Following is an excerpt from the article:
Many of the risks faced by firms and individuals are spread across the economy through government assurance programs. Prominent examples include bank deposit insurance, pension benefit guarantee funds, and hazardous material cleanup funds. A salient feature of these government assurance programs is the absence of risk-based pricing: they do not charge insured individuals a premium commensurate with the specific risk that each one poses. As a result, the programs protect beneficiaries from adverse events at a subsidized price. The absence of an actuarially-based pricing structure may exacerbate moral hazard, raising the frequency of adverse events by lessening incentives for risk-reducing efforts.
An example of this can be found in government-managed assurance programs for gas station fuel leaks. In the late 1980s, new federal regulations required gas stations and owners of underground fuel tanks to demonstrate they are financially capable of cleaning up underground fuel leaks and compensating third parties for consequential damages. Michigan, Illinois, and Indiana soon created state assurance programs to subsidize firms’ costs of complying with the new federal regulations. Although the risk of an underground fuel tank leak varies greatly with a tank owner’s operating and investment decisions, the price to participate in these state cleanup assurance funds did not vary with the individual station’s risk. Consequently, station owners could have costly tank leaks and their consequential damages covered at state expense, while facing little program-related incentives to take care to prevent such leaks.

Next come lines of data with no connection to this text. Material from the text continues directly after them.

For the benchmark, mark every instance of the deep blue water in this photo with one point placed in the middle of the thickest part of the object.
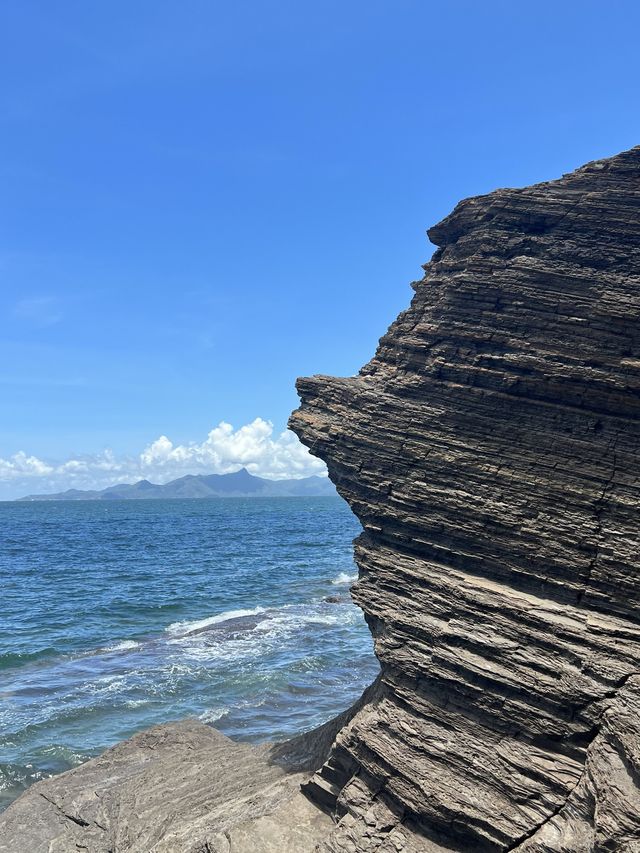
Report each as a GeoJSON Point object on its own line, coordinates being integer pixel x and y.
{"type": "Point", "coordinates": [116, 616]}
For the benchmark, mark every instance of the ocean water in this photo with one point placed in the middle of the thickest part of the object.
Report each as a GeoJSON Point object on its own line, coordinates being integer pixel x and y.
{"type": "Point", "coordinates": [119, 615]}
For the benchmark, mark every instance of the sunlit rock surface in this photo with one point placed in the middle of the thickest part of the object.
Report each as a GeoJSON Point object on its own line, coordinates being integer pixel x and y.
{"type": "Point", "coordinates": [490, 450]}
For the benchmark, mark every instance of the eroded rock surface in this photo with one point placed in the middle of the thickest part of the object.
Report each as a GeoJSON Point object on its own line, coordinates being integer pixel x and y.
{"type": "Point", "coordinates": [490, 450]}
{"type": "Point", "coordinates": [177, 788]}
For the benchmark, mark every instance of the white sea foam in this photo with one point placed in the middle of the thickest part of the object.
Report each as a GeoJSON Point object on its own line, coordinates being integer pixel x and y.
{"type": "Point", "coordinates": [212, 715]}
{"type": "Point", "coordinates": [344, 578]}
{"type": "Point", "coordinates": [255, 640]}
{"type": "Point", "coordinates": [199, 624]}
{"type": "Point", "coordinates": [123, 646]}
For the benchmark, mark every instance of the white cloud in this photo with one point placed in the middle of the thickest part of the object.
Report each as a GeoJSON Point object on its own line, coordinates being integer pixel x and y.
{"type": "Point", "coordinates": [225, 449]}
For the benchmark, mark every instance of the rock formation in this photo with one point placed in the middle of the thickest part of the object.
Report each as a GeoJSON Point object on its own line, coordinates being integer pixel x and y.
{"type": "Point", "coordinates": [490, 450]}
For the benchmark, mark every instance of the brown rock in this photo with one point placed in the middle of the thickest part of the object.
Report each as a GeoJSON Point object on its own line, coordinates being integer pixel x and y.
{"type": "Point", "coordinates": [490, 450]}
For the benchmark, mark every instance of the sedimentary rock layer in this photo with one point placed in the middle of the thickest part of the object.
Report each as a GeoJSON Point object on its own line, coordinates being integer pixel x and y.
{"type": "Point", "coordinates": [490, 450]}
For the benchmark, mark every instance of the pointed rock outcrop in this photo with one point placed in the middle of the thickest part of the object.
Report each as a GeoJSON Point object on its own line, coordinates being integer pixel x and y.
{"type": "Point", "coordinates": [491, 451]}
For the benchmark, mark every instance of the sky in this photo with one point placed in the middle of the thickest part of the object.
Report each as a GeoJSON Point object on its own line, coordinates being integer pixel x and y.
{"type": "Point", "coordinates": [201, 201]}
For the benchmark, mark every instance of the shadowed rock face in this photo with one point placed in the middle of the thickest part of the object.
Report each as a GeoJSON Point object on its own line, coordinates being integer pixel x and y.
{"type": "Point", "coordinates": [490, 450]}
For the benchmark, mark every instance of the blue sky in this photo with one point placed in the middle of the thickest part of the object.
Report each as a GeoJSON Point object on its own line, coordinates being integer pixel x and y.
{"type": "Point", "coordinates": [200, 201]}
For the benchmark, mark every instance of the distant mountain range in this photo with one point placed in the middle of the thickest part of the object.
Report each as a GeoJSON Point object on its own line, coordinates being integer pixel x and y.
{"type": "Point", "coordinates": [240, 484]}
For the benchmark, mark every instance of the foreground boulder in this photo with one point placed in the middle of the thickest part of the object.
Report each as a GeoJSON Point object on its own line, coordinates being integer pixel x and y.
{"type": "Point", "coordinates": [177, 788]}
{"type": "Point", "coordinates": [491, 452]}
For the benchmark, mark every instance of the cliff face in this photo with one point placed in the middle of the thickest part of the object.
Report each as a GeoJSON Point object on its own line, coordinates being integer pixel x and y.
{"type": "Point", "coordinates": [490, 450]}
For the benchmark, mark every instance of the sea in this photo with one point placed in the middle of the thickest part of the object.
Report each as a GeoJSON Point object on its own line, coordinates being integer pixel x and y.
{"type": "Point", "coordinates": [119, 615]}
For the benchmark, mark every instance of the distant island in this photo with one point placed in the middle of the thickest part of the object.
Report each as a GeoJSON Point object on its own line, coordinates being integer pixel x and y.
{"type": "Point", "coordinates": [240, 484]}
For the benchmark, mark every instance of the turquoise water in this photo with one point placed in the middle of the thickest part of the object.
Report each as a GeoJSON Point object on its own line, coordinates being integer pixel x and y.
{"type": "Point", "coordinates": [120, 615]}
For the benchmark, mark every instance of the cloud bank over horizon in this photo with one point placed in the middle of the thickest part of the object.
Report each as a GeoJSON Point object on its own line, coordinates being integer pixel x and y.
{"type": "Point", "coordinates": [225, 449]}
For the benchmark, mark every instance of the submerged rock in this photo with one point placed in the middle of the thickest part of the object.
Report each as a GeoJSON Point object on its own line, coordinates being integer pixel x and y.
{"type": "Point", "coordinates": [490, 450]}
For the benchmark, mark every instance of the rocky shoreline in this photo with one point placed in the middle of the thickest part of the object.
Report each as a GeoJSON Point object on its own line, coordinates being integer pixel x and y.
{"type": "Point", "coordinates": [490, 451]}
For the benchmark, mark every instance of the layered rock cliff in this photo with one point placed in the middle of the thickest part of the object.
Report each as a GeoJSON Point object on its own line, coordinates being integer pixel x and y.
{"type": "Point", "coordinates": [491, 451]}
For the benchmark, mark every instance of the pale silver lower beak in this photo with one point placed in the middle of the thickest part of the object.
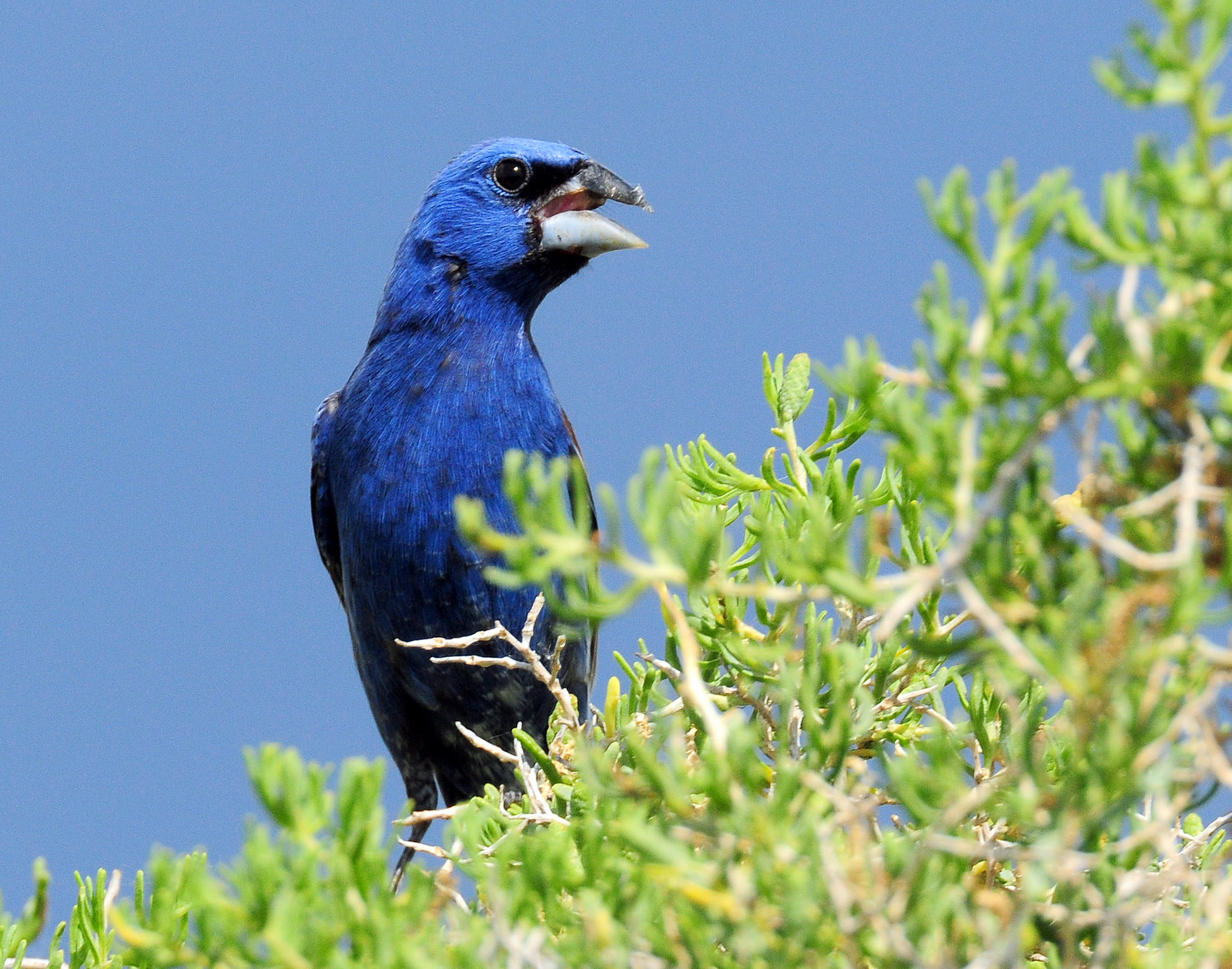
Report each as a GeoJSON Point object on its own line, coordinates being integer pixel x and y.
{"type": "Point", "coordinates": [587, 233]}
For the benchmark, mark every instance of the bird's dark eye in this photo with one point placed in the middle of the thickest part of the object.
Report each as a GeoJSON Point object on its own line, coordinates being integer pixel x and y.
{"type": "Point", "coordinates": [511, 174]}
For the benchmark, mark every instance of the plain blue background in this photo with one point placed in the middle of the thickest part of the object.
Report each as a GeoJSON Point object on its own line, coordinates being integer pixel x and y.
{"type": "Point", "coordinates": [197, 213]}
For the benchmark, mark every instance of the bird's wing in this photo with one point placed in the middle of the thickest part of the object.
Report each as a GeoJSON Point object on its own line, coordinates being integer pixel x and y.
{"type": "Point", "coordinates": [324, 521]}
{"type": "Point", "coordinates": [593, 660]}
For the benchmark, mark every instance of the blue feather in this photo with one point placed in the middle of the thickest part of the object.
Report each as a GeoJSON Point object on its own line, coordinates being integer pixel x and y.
{"type": "Point", "coordinates": [449, 384]}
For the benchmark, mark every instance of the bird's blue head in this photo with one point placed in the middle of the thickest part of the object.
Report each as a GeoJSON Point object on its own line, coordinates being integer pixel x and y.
{"type": "Point", "coordinates": [505, 223]}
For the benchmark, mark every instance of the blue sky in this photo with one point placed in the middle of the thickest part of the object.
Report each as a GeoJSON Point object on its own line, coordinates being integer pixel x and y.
{"type": "Point", "coordinates": [199, 206]}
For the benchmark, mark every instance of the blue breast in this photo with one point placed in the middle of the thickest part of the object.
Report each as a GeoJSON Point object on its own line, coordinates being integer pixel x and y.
{"type": "Point", "coordinates": [428, 416]}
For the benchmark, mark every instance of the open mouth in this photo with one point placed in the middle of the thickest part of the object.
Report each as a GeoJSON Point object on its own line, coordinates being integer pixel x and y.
{"type": "Point", "coordinates": [582, 200]}
{"type": "Point", "coordinates": [567, 220]}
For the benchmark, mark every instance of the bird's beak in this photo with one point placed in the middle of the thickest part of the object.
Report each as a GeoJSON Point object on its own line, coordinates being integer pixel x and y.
{"type": "Point", "coordinates": [567, 219]}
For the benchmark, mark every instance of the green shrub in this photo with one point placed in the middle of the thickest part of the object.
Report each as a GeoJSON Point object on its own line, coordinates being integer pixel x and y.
{"type": "Point", "coordinates": [959, 709]}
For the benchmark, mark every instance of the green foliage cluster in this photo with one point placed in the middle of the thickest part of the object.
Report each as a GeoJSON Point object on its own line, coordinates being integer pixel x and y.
{"type": "Point", "coordinates": [955, 710]}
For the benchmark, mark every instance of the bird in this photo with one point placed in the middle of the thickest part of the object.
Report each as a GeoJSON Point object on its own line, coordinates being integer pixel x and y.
{"type": "Point", "coordinates": [450, 382]}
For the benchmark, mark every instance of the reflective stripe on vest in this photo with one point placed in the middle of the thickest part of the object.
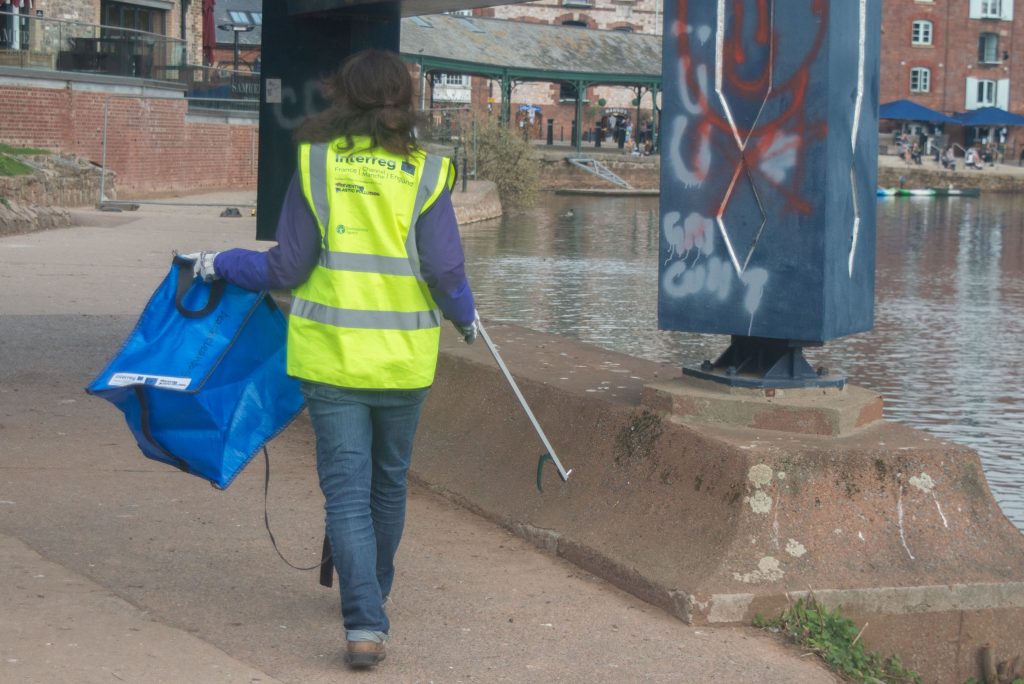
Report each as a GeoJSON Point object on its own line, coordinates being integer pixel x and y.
{"type": "Point", "coordinates": [365, 317]}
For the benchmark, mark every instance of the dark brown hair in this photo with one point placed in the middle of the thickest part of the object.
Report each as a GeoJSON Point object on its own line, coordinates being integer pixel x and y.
{"type": "Point", "coordinates": [370, 94]}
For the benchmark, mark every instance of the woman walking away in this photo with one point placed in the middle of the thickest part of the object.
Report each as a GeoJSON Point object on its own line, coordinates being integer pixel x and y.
{"type": "Point", "coordinates": [369, 242]}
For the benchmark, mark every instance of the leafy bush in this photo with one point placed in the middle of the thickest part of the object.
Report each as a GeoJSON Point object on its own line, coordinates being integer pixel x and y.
{"type": "Point", "coordinates": [837, 640]}
{"type": "Point", "coordinates": [11, 167]}
{"type": "Point", "coordinates": [503, 157]}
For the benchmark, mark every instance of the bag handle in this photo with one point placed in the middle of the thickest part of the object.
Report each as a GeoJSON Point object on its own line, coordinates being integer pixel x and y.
{"type": "Point", "coordinates": [185, 278]}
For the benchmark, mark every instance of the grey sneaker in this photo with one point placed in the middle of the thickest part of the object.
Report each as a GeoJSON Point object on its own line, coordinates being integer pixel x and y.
{"type": "Point", "coordinates": [359, 654]}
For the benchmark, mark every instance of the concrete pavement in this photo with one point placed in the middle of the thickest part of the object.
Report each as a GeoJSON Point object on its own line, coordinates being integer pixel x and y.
{"type": "Point", "coordinates": [122, 568]}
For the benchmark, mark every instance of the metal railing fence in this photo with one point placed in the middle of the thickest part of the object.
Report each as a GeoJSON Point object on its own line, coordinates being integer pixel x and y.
{"type": "Point", "coordinates": [61, 45]}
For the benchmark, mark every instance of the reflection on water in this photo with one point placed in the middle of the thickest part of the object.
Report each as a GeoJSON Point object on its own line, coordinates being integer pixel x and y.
{"type": "Point", "coordinates": [946, 352]}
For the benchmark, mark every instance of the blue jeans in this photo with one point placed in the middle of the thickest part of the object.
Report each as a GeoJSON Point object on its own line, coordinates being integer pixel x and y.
{"type": "Point", "coordinates": [364, 446]}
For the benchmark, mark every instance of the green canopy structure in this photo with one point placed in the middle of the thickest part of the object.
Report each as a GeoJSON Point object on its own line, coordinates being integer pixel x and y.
{"type": "Point", "coordinates": [517, 52]}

By the mid-1990s, Michigan’s and Illinois’ assurance funds became insolvent. However, they took different approaches to their insolvency crises. While Illinois raised its gasoline excise tax to restore its program’s solvency, the Michigan legislature terminated its state assurance program. Tank owners in Michigan subsequently had to purchase commercial cleanup and liability coverage in order to comply with the federal financial responsibility requirements. In contrast to state assurance funds, the price structure for market-based insurance gives tank owners economic incentives to invest in equipment that reduces the chance of accidental fuel tank leaks.
After Michigan’s policy change, the number of underground fuel tanks with accidental releases dropped by more than 20 percent, relative to surrounding states that maintained state assurance fund programs. This reduction corresponds to more than 3,000 avoided fuel tank releases in Michigan over the following eight years. At an average cleanup cost of $125,000 per release, this represents an aggregate cleanup cost savings for that state on the order of $400 million.
These findings have a practical policy implication. The U.S. Environmental Protection Agency estimates that 6,300 new underground fuel tank releases occur each year in the United States. For the more than 30 states that presently operate state assurance fund programs, risk-based pricing mechanisms similar to private insurance markets may reduce the costly burden of future accidents and alleviate ongoing solvency crises.